Scar

We all have scars, some visible, a blemish on the skin, others unseen, unknown to the casual observer.

I have both from times of hardship. I have a visible wound on my left index finger, a scar left over from the surgeon who cleaned out an injury that was infected deeply from a time in Denmark. And another on my knee from childhood games.
But these marks on my skin are like a memory to me, a story of times past, like a photograph or a short holiday film. These scars are the signs of growing up and are the chapters in my life.

But the unseen scars demand attention, the screaming in my head, the pain that does not die. These scars are the stories of a haunted past, not the chapters of my life, but the misery dealt out.

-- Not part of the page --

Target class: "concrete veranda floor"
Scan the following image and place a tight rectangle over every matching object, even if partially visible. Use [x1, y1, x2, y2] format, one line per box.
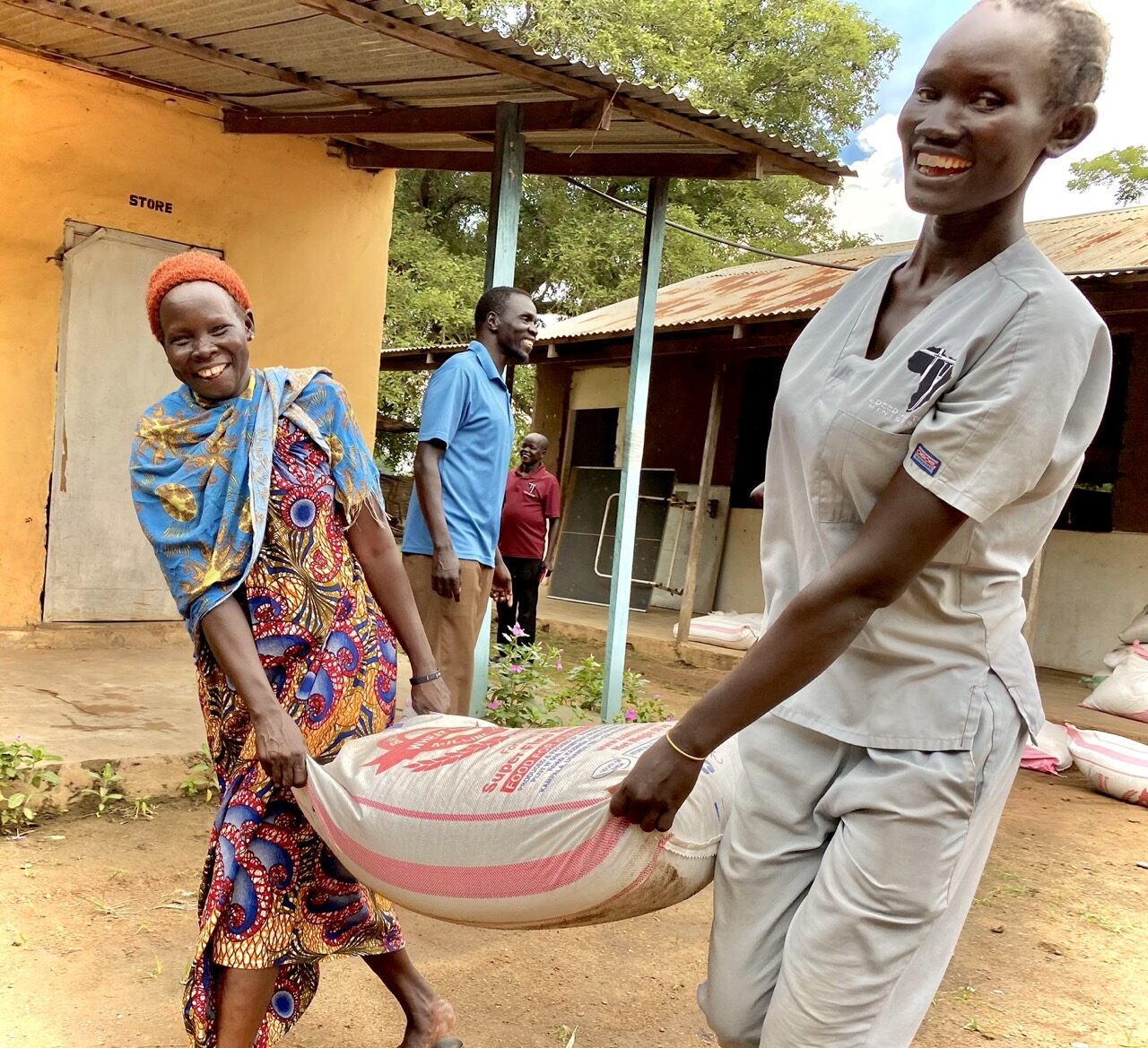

Depression, social phobia and a personality disorder. Anxiety disorders, OCD and PTSD. The invisible scars of a time that no child should have to endure. These are the scars that I truly live with, day after day, week after week. The medications to hold my sanity in check, to deaden the depression and to ease the thoughts of violence that course through my mind.
It’s easy to blame the mental scars for the hardship in life, the poor decisions and the broken facade, but people caused this pain: people who didn’t teach me the childhood basics and made me distrust their kind.

We all carry scars, from a moment captured in time to the deep anguish in childhood—a mark on the skin or a blemish on the fabric of the mind.